Solutions
Overview diagram
ISolution
ISolution is the most general interface for describing potential solutions in an evolutionary algorithm. It consists of a representation associated with some evaluation. The evaluation reflects the quality of the representation in the context of the problem being solved.
This interface may be specialized to fit more specific classes of problems, i.e. vector problems (TODO ref IVectorProblem), graph problems.
representation
Because of having their representation exposed, solutions are potentially mutable. Although mutability generally isn't a good idea, such a choice was made for efficiency reasons: if we were to create a new solution each time we want to modify its representation (through recombination, mutation or any other way), those would be very short-lived, which would result in a big garbage collection overhead.
You are thus strongly advised to reuse existing solution instances. If you need to set one aside for later use, be sure to make a copy. (see #ISolutionFactory)
Of course, implementations may choose to return immutable representations. Such a case, however, should be a well-documented decision
Beware of equals and hashcode
Reminder for developers: Unless the representation is immutable, do not include it in solutions' equals and hashcode methods. Otherwise, you will break contracts for Java Collections classes.
evaluation
In accordance with the Single Responsibility Principle, solutions should not be aware of the problem being solved. Evaluation is being performed by a dedicated strategy - ISolutionEvaluator. When asked for their evaluation, solutions may delegate to an implicit evaluator or return some stored value.
Change proposal
In current implementations, asking a solution for its evaluation is simply a shortcut to evaluating it with some implicit evaluator. This might change in future releases: it has been proposed to make evaluation a simple read/write property of solutions, or to decouple solutions entirely from evaluations and turn them into simple representation holders.
ISolutionFactory
ISolutionFactory<S extends ISolution> is a factory and strategy interface for creating and copying solutions. To keep solutions as simple as possible, the responsibility of creating new instances is given to this dedicated strategy.

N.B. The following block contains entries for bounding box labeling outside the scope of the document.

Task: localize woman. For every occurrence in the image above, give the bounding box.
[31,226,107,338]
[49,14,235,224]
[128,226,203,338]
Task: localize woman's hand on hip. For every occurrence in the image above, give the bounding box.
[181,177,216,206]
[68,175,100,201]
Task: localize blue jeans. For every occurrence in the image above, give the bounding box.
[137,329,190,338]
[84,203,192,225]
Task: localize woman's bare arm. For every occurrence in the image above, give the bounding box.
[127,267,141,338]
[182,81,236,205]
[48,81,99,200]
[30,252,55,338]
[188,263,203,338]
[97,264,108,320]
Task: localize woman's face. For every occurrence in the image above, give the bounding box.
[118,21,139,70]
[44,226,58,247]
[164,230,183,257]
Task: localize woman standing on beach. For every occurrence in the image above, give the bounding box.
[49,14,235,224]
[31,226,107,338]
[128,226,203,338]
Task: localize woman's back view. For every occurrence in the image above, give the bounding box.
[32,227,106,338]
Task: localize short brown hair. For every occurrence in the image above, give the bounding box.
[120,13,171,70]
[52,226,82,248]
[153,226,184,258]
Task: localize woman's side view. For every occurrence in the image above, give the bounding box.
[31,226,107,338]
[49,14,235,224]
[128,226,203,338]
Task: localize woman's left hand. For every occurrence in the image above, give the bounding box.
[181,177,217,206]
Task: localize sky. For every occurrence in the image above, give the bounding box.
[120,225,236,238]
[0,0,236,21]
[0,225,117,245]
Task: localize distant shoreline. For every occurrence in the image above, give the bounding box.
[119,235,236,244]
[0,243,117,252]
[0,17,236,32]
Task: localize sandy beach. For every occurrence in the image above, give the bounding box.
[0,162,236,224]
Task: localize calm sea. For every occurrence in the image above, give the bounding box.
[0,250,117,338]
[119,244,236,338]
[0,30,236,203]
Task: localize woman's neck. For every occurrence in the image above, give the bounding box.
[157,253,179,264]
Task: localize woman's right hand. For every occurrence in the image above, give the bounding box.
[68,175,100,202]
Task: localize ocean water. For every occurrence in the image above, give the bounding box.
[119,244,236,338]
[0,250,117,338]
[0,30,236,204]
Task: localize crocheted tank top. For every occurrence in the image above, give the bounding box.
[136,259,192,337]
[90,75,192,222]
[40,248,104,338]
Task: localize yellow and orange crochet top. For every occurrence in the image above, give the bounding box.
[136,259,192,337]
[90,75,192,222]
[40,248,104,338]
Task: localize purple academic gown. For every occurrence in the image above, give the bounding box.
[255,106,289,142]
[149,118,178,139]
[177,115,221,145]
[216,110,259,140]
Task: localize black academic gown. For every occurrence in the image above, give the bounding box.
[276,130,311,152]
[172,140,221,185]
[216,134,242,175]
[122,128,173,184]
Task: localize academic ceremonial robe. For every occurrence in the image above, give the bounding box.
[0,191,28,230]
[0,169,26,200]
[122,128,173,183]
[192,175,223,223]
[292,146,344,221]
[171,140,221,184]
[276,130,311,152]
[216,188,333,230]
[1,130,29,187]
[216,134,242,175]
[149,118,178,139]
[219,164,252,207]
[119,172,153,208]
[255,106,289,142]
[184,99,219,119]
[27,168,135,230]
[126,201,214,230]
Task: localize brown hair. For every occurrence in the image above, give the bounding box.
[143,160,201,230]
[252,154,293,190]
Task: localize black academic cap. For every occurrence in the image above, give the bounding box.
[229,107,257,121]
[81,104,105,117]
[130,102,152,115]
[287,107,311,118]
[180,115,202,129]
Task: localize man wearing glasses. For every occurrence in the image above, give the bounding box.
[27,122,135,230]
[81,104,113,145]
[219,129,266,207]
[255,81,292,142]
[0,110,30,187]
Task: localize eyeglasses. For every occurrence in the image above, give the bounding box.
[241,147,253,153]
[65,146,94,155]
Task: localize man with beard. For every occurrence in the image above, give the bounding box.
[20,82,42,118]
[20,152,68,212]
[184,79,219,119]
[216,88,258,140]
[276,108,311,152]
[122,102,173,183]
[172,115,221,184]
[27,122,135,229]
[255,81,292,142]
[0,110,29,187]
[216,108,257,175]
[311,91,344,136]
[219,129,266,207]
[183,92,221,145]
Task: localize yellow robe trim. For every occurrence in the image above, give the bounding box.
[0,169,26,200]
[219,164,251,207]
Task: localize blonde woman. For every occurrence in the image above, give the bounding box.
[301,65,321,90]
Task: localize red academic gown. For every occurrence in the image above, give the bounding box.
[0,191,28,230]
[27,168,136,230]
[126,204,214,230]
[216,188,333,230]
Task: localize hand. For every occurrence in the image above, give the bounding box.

Factories can create empty solutions, solutions initialized with respect to some IProblem (TODO: reference) or copy existing ones. They also decide of representations actual implementation.
ISolutionFactory<S extends ISolution> is a parameterized type - its type parameter S reflects the type of solutions being created by some given factory.
E.g. ISolutionFactory<IVectorSolution<String>> creates instances of IVectorSolution<String>
History remark
Prior to version 2.6, factory methods for creating and copying solutions were included in the ISolution interface. However, given an ISolution instance you could only get another ISolution reference. Thanks to return type covariance in Java, specialized solutions could narrow that type.
Yet, if you had a strategy parameterized with some subtype S of ISolution, you would not get a return type of S, but still ISolution instead.
Now, you need only have a reference to a ISolutionFactory<S> to get the correct type of solution in a type-safe manner.
IVectorSolution
IVectorSolution<R> is the currently only available specialization of ISolution. It describes traditional evolutionary solutions, i.e. ones with a representation consisting of a vector of features. Indeed, this interface refines the returned representation type to be a list o values.
IVectorSolution<R> is a parameterized type - its type parameter R reflects the type of features being held in the representation.
E.g. the representation of IVectorSolution<String> is a list of strings.
Primitives representations
One of java generics limitation is that actual type parameters cannot be primitive ones, i.e. IVectorSolution<Integer> is needed instead of IVectorSolution<int> if you want to have a list of integer values as a representation. However, boxed types are much less efficient than primitives, and it has been benchmarked that auto boxing/unboxing such representations all around the computation cause some serious memory and time overheads.
As a solution, current factories for real-valued, integer and binary solutions use Fastutil primitives collections as representations. These collections fit into the general Java Collections hierarchy, but allow specialized primitive operations and are very effective as such. If you can afford to keep a high level of abstraction, you can still pass such a representation as a List<Integer> references (to keep up with the example), but you can also downcast it to IntList (which is still an interface) if you need to get or set some int values. This way we achieve a reasonable tradeoff between efficiency and API cleanness
Note however that doing such downcasting is coupling your code very highly to an implementation detail and should be avoided as much as possible. If, for efficiency purposes, you really need to do so, try to keep such code in the same module as the factory creating the representation. That way, assumptions about Fastutil representation will be local to the module using them and won't create coupling across the system.